Regardless, Mississippi State has to get better offensively and there was improvement there this season. Over their first six games this season they averaged only 11.8 points per game while during the second half of the year they more than doubled that number (24.1). They do have some pieces to work with like quarterback Michael Henig, wide receiver Tony Burks and running back Anthony Dixon. Across the offensive line the Bulldogs are only losing one starter.
The point here is the Bulldogs are close. They have some good young players on the offensive side of the ball. Yes this unit as struggles but they are getting better. But this is a team that needs to learn how to win, especially those close games. I do think Croom and his staff have done a nice job in rebuilding that program and they have made some nice strides. But nine wins in three years in the ulta-competitive league like the SEC isn't going to sit well too much longer. At some point, they have to start winning. I will say this, Croom deserves to given a fair amount of time. He has this program headed in the right direction. Maybe the Ws are not there yet but he will get his.

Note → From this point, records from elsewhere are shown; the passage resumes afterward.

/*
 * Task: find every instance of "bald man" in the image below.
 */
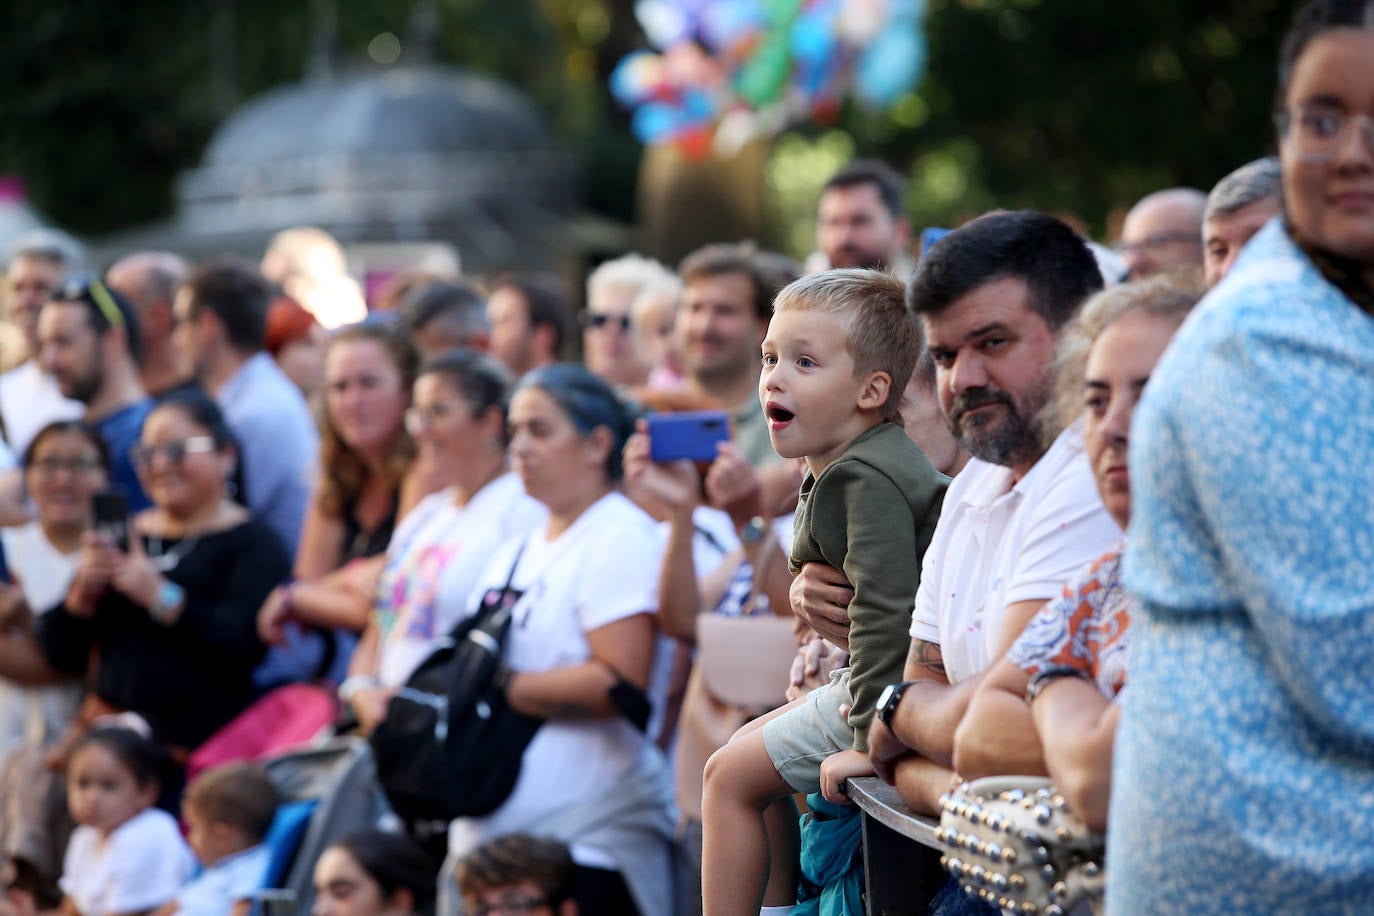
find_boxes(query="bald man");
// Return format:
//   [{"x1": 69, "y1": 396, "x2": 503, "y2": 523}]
[
  {"x1": 1118, "y1": 187, "x2": 1206, "y2": 279},
  {"x1": 106, "y1": 251, "x2": 191, "y2": 396}
]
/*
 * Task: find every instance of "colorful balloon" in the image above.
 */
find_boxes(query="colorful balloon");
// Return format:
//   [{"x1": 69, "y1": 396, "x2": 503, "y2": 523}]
[{"x1": 613, "y1": 0, "x2": 928, "y2": 155}]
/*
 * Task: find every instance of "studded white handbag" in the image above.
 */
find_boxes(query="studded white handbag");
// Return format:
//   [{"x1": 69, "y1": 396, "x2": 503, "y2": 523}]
[{"x1": 936, "y1": 776, "x2": 1105, "y2": 916}]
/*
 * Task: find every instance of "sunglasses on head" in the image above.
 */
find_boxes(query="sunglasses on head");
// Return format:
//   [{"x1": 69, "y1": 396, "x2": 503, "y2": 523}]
[{"x1": 58, "y1": 276, "x2": 126, "y2": 330}]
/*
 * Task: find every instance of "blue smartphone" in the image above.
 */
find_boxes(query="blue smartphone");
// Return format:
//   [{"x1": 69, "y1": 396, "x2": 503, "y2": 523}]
[{"x1": 647, "y1": 411, "x2": 731, "y2": 463}]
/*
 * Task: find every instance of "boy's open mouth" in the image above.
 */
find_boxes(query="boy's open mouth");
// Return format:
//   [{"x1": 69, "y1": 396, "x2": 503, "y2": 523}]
[{"x1": 766, "y1": 404, "x2": 795, "y2": 424}]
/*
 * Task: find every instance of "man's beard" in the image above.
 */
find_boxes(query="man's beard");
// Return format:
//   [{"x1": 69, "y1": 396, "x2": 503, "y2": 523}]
[
  {"x1": 62, "y1": 355, "x2": 104, "y2": 406},
  {"x1": 945, "y1": 379, "x2": 1050, "y2": 469},
  {"x1": 685, "y1": 334, "x2": 749, "y2": 385}
]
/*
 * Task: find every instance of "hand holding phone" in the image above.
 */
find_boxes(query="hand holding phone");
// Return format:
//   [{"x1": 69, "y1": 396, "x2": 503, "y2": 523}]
[{"x1": 91, "y1": 491, "x2": 129, "y2": 553}]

It's just a matter of time.
Where do you see Kristofer O'Dowd and Everson Griffin from the state of Arizona signing?
Gladiator (Los Angeles, California)
Look for Everson Griffen (Avondale, Az.) to announce his decision sometime this week and I expect his decision to be Southern Cal. Griffen, the nation's top defensive end prospect, has visited USC, Notre Dame, Michigan and Oregon. He has listed the Trojans has his leader for some time and it would be an upset if he picked someone else. Meanwhile, Kristofer O'Dowd (Tuscon, Az.), the country's top ranked center, will make his commitment next week as well. He has already tripped to USC, UCLA, Tennessee and Arizona. Like Griffin, don't be surprised if it's Southern Cal, as the Trojans could and should land the top two prospects from the state of Arizona and the No. 1 rated players overall at their respective positions in the nation.
Terrance Toliver (Hempstead, Texas) is now the nation's top rated receiver. He has made all five of his official visits – Oklahoma, Florida, USC, Tennessee and LSU. Right now his two leaders are LSU and Florida. I would argue LSU has a slight edge over the Gators just for the simple fact that he grew up a LSU fan. However, there are rumors swirling that Tiger Offensive Coordinator Jimbo Fisher could be headed elsewhere to coach next season. Would Fisher leaving effect Toliver? Hard to say at this point as these five teams will battle it out for the nation's No. 1 rated wide receiver prospect.